Mr Lynch’s Holiday, by Catherine O’Flynn, Viking, RRP£14.99, 272 pages

Dermot Lynch has decided to take his first trip abroad, to visit his son Eamonn in Lomaverde, a Spanish town so new it is not yet on the map. The recently widowed Dermot soon discovers that Lomaverde is not only new but was never finished. At the edge of the town, an abandoned building site and the shells of six houses tell their own story of the stagnant Spanish economy, developers that went bust and foreigners who invested all their money in a place in the sun, only to find themselves stranded.

Catherine O’Flynn specialises in loss: her debut What Was Lost (2007), which won the Costa First Novel Award, was about a girl who goes missing in a shopping centre and the people who try to find her. Her second book, The News Where You Are (2010), opened with a death. In Mr Lynch’s Holiday the deaths are several: the death of Dermot’s wife, Kathleen, which prompts his trip to Spain; the death of Eamonn’s relationship with his girlfriend, Laura; and the death of Lomaverde itself, which “had rather simply failed to take off”.

The gleaming white houses look “somehow scientific in purpose, a collection of laboratories or observatories perhaps”; it is a petri-dish of a place where each household tells a different story.

Becca and Ian are the “innocent victims of a fairy tale” – in particular, the fairy tale of making money renovating and reselling properties. Jean and David are retired book-keepers from Hampshire who fall asleep watching their grandchildren in England via Skype. Roger and Cheryl are glamorous fiftysomethings who “needed the presence of spectators in order to be able to function”. Only Inga, a Swede who came to Lomaverde after her marriage collapsed, has reconciled herself to its fate. “It’s a place where you can admit to mistakes, you have no choice but to,” she tells Dermot.

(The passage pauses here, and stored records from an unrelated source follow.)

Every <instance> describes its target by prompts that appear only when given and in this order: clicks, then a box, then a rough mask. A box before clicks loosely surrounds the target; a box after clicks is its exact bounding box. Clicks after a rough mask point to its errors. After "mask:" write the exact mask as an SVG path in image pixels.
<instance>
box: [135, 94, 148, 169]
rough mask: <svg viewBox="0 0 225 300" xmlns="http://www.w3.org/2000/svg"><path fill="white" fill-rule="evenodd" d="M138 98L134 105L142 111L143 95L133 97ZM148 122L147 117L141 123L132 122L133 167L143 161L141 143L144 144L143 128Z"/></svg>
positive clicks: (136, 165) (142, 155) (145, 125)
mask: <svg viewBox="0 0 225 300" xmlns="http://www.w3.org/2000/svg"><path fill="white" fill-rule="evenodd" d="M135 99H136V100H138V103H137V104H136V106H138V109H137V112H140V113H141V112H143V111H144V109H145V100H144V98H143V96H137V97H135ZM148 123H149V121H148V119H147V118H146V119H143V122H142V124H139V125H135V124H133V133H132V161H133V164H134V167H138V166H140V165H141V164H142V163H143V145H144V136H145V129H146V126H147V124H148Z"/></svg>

Eamonn, however, cannot admit the mistakes he made that led to his break-up. He rarely comes out of his room. His kitchen cupboards contain only a jar of gherkins and a tin of grapes. “I didn’t even know you could get grapes in a tin,” Dermot says, quietly shocked. Eamonn keeps telling himself he will return to teaching English as a foreign language but instead sends Laura long emails begging her to come back to Spain.

Dermot does his best to help. As an Irishman who emigrated to Birmingham, he experienced racism during The Troubles but his struggle was very different to Eamonn’s, a middle-class Englishman who abandoned a comfortable life in London to move to Spain. The differences between father and son – the distance travelled in one generation – give O’Flynn her best lines: “The English middle classes, like Emperor Penguins, Dermot knew only from the television.”

Of the myriad characters and subplots that circle Eamonn’s story, the plight of the illegal African immigrants, some of whom wash up dead on a nearby beach, is never fully explored. They are shadows hiding in derelict buildings, good only for spooking the snotty European residents. But when she gets to the details, O’Flynn writes terrifically about disappointment and denial, skipping easily between the present and moments in Eamonn and Dermot’s past that explain how they became who they are.

Mr Lynch’s Holiday excels in exploring the strangeness of being the outsider and the stories people tell themselves to survive.